After several discussions with Compounding Tortoise, we launched this Q&A to share knowledge with our subscribers. There are no commitments regarding the frequency; we will simply share our views when time permits. Therefore, comments will be open to everyone to allow fruitful discussions.
Today’s main question is: What to look for in a great Serial Acquirer?
Heavy Moat Investments response:
For me, a great serial acquirer needs to have a long history and a management team with skin in the game. I prefer decentralized acquirers, who buy great assets and then let them continue their business while supporting them and removing administrative overhead. The key is owning cash-generative defensible businesses and reinvesting the cash to keep the flywheel going. Organic growth is not a requirement (look at Constellation Software), but acquirers like Danaher often cut administrative spending while increasing R&D and S&M spending.
What are the biggest risks?
Dishonest management, undisciplined spending, and leverage can break an acquisition system. The magic serial acquirer flywheel only works if cash flows are reinvested at high returns on invested capital. It’s easy to spend money; it’s hard to make a return. Undisciplined spending can result in leverage, too, if the company piles on debt while earnings grow slower. The same goes for diluting shareholders for bad deals.
What’s my top pick?
I prefer established serial acquirers. If we go by portfolio allocation, my top picks are Danaher, Constellation Software and Lifco. All of them are large and established leaders with a decentralized approach and reinvesting all of the cash flows generated by operations. However, all of them aren’t too cheap because the market knows the quality of the business.
Compounding Tortoise response:
What to look for in a great Serial Acquirer?
The best serial acquirers are run by very competent and honest management teams who prioritize entrepreneurship and corporate culture above short-term thinking. As their collection of subsidiaries grows, decentralization is the ultimate way of providing ever-lasting autonomy to the acquired entities. Therefore, serial acquirers don’t just have to be financially strong, but they should also have a durable cultural spirit that’s very hard to replicate. To be successful, serial acquirers tend to pick defensive businesses with low capital intensity, a high internal ROIC, strong profitability and organic growth areas. After all, sustainable earnings growth starts with protecting the principal. You simply don’t want to be too aggressive (e.g. the Swedish Storskogen) nor do you want to run your serial acquirer too conservatively (in which case cash flow compounding will disappoint investors).
What are the biggest risks?
We’ve undoubtedly been through a lot of volatility over the past several years. Difficult comps, investors extrapolating past growth rates (thanks to margin expansion), some delayed M&A dealmaking in 2022 and the potential resurgence over 2023-2024… these are just a couple of factors that have made it more challenging to properly model potential IRRs for serial acquirers.
Just look at how 2022 unfolded: recession fears, rising interest rates, spiking inflation and above all stalling M&A execution (especially in the industrial serial acquirer space) caused many investors to doubt the efficacy of the serial acquirer playbook.

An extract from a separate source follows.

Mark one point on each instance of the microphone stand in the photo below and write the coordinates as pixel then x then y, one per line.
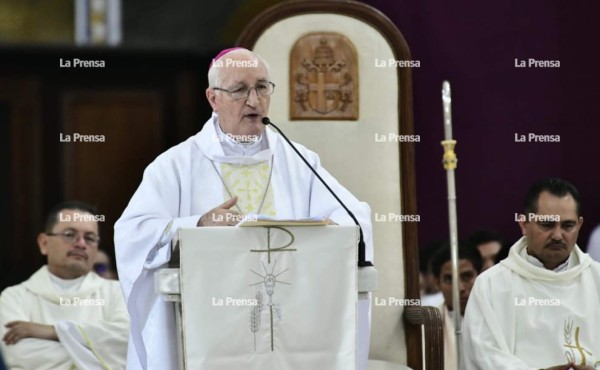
pixel 362 262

As we’ve stated multiple times in our webinars, there’s a sizable opportunity cost of not being able to reinvest excess cash flow at good returns.
And that’s precisely what allows serial acquirers to deliver great returns: elevated reinvestment rates (oftentimes 80+% of cash flow from operations) throughout the whole cycle. Postponing investment decisions which cannot be compensated for by stronger organic revenue growth and margin tailwinds is likely to result in a severe multiple derating. After all, why would you be paying up for a company with fewer growth opportunities?
What’s my top pick?
Niklas and I are on the same page: we’re scratching our head about today’s lofty multiples for some of the best serial acquirers. In fact, we trimmed our Lifco position a couple of days ago as we deem current implied market expectations to be too rosy. There’s been a lot of chatter around the seemingly low multiples it has recently paid for acquisitions. We wrote a piece about it:
As we lap this period of strong margin expansion for both Lifco’s existing and new incoming subsidiaries, we’d expect investors to ultimately rightsize their expectations for IRR on future M&A. To be clear, we didn’t sell out completely because of Lifco’s unparalleled focus on profitability and best-in-class management team. Let’s see how much farther they can flex the profitability muscle. For sure, we’ll be happy to scoop up more shares during the next correction whenever we feel valuation will allow for generating our base IRR of 12%.
Notwithstanding their current valuations, we expect VMS serial acquirers such as Constellation Software and Topicus to outpace industrial serial acquirers, thanks to their far less cyclical organic revenue growth, favorable cash flow dynamics (negative working capital (deferred revenues)) and relatively un-levered balance sheets.